In der Diskussion mit Fachexperten wurden verschiedene Konzepte diskutiert, wie unsere Gesellschaft mit der Herausforderung Demenz in Zukunft umgehen soll:
- Die politische Vision, jetzt die politischen Weichen in Richtung demenzfreundliche Kommune, Öffnung der Gesellschaft und gewachsener Quartiere für die Akzeptanz von Menschen mit Demenz, zu stellen, findet breiten Anklang. Erforderlich ist die Einbeziehung von Pflege, Kommunen und Wohnungswirtschaft. Aber: die Umsetzung wird viele Jahre dauern. Kurz: Gesellschaft, geöffnet für Menschen mit Demenz.

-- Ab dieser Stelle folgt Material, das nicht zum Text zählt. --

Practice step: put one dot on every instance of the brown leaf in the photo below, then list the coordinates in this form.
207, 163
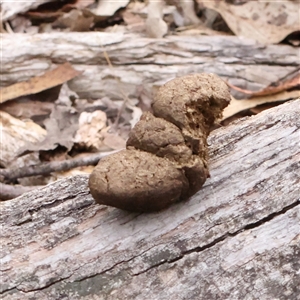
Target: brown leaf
237, 106
267, 22
272, 89
37, 84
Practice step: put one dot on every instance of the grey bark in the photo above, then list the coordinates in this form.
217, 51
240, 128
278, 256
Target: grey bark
237, 238
141, 64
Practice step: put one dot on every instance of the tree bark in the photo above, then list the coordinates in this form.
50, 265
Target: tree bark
141, 64
237, 238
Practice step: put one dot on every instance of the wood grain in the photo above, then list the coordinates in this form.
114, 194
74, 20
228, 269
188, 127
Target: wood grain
237, 238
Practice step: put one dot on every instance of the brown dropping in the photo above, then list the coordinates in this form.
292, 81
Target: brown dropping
166, 159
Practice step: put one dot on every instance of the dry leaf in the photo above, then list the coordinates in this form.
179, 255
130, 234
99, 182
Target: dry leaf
75, 20
156, 27
113, 141
267, 22
237, 106
37, 84
108, 8
272, 89
89, 135
15, 134
11, 8
61, 128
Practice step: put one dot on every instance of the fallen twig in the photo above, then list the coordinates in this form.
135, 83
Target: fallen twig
8, 191
54, 166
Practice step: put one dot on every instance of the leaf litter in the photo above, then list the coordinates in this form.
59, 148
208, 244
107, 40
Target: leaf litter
46, 123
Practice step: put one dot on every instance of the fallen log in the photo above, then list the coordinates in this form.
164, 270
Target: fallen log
237, 238
140, 64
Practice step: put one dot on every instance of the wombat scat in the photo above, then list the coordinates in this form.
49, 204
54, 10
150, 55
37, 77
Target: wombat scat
166, 156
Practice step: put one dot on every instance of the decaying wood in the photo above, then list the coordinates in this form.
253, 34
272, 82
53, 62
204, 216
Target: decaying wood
53, 166
237, 238
142, 64
9, 9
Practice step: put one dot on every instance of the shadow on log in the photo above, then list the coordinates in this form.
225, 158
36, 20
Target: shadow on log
237, 238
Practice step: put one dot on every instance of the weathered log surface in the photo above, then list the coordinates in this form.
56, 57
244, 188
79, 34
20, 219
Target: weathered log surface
142, 64
237, 238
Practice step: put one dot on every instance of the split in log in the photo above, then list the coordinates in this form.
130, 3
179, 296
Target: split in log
143, 64
237, 238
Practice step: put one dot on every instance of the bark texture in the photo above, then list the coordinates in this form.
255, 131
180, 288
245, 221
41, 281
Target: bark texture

- Als Alternative zum Status quo kann die Entwicklung von Demenzquartieren bzw. -dörfern ein deutlicher Fortschritt für Menschen mit fortgeschrittener schwerer Demenz sein. Eine Evaluation zur Erforschung dieses Modells ist erforderlich zur besseren Beurteilung. Kurz: Demenzdörfer, geöffnet für die Gesellschaft.
- Demenzdörfer mögen so etwas sein wie eine „Brückentechnologie“, ein „Übergangsmodell“, bis die politische Vision der demenzfreundlichen Gesellschaft in der Realität angekommen ist. Und auch dann wird man noch einen Welfare-Mix brauchen: professionelle Versorgung, Ehrenamt, bürgerschaftliches Engagement.

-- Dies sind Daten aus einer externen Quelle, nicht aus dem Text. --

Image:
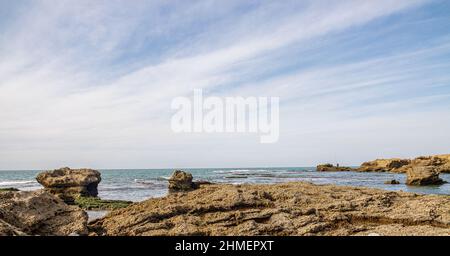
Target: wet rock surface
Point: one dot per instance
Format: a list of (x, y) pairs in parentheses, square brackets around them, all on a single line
[(440, 162), (181, 181), (384, 165), (69, 184), (332, 168), (423, 175), (281, 209), (39, 213)]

- Wir brauchen jetzt die Entwicklung von Angeboten und unterschiedlichen Versorgungsstrukturen, um dem dramatisch steigenden Bedarf gerecht zu werden – ob stationär, ambulant, In Kliniken oder in speziellen Demenzeinrichtungen. Letztlich ist das Wie des Umgangs mit Dementen entscheidend, nicht das Wo.
Was ist Ihre Meinung?
Ist eine demenzfreundliche Gesellschaft eine Utopie? Was halten Sie von Demenzdörfern? Wie sollen wir in Zukunft mit Demenzkranken umgehen?
Wir freuen uns auf Ihre Meinung in den Kommentaren!
Quelle: CareInvest
Bildquelle: feddersenarchitekten
Noch schöner fände ich Projekte, die auch nicht Erkrankten, ob Singles, Alleinerziehenden oder einfach Konzeptfans erlauben, ebenfalls ein solches Dorf zu bewohnen. Erlaubt gegenseitigen Austausch, auch für Angehörige bis zu gegenseitiger Unterstützung und Anregung. Da gibt es viel zu tun!

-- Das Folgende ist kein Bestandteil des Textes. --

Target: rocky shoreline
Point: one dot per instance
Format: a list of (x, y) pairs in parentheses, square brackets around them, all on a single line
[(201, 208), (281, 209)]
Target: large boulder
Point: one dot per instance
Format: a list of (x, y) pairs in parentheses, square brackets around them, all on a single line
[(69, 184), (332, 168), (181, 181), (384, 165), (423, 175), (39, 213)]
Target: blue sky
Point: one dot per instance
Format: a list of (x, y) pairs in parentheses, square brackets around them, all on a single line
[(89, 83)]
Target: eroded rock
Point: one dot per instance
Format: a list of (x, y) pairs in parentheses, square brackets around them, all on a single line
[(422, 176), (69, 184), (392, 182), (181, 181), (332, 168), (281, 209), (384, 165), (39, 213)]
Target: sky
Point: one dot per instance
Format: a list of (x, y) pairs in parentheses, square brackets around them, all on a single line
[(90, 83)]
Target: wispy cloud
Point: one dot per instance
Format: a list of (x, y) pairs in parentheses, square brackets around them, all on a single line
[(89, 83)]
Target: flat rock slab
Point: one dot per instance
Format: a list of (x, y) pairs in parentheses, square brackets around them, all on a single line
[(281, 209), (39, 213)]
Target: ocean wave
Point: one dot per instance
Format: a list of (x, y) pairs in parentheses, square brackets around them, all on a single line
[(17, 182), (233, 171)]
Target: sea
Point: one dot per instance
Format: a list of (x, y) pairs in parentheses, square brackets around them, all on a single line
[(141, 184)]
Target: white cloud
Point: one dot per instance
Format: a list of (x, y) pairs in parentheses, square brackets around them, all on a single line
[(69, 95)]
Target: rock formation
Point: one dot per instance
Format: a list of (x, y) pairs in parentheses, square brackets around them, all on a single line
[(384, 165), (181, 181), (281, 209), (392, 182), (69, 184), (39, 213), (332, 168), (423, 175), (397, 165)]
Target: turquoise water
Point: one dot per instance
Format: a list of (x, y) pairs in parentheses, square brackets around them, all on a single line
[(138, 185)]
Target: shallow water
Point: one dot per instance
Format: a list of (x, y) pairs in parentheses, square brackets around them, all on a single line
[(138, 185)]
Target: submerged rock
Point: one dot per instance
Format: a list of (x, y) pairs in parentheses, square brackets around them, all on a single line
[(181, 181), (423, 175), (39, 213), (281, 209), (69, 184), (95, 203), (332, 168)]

Was ist aus dem Projekt geworden? Der Artikel ist von 2013. Ich wünschte das Dorf existiert! Wohl aber eher nicht. Sofort würde ich meine Mutter dort einquartieren. Sie muss nun in einem Heim leben und das fällt ihr sichtlich schwer. Ein Demenzdorf wäre eine sehr gute Lösung. Wie mir berichtet wurde ist die Demenz Erkrankung zunehmend.
Hinsichtlich des gesellschaftlichen Bewusstseins ist das wieder „aus den Augen, aus dem Sinn“, so wie das Sterben früher ins Krankenhaus und jetzt ins Pflegeheim abgeschoben wurde.
Der zweite Aspekt ist, dass hier die Betreuung mal wieder optimiert werden soll im Sinne gesamtgesellschaftlicher Effizienz, wie es schon bei den Kitas geschieht.
Menschenwürde ist anders.
Ich finde das ist alles andere als ein Abschieben. Im Gegenteil, eigentlich bringt es Menschen zusammen. Sich als Demenzkranker in einem echten Dorf frei bewegen zu können ist doch viel menschenwürdiger als in ein Zimmer gesperrt zu werden oder in einer Wohngruppe isoliert zu sein. Zusätzlich schafft ein solches Projekt wahnsinnig viele Arbeitsplätze das ist doch ein riesen Vorteil. Wenn ich mir vorstelle ich werde einmal dement, dann würde ich so lieber leben wollen als mir eine der heutigen Möglichkeiten auszusuchen.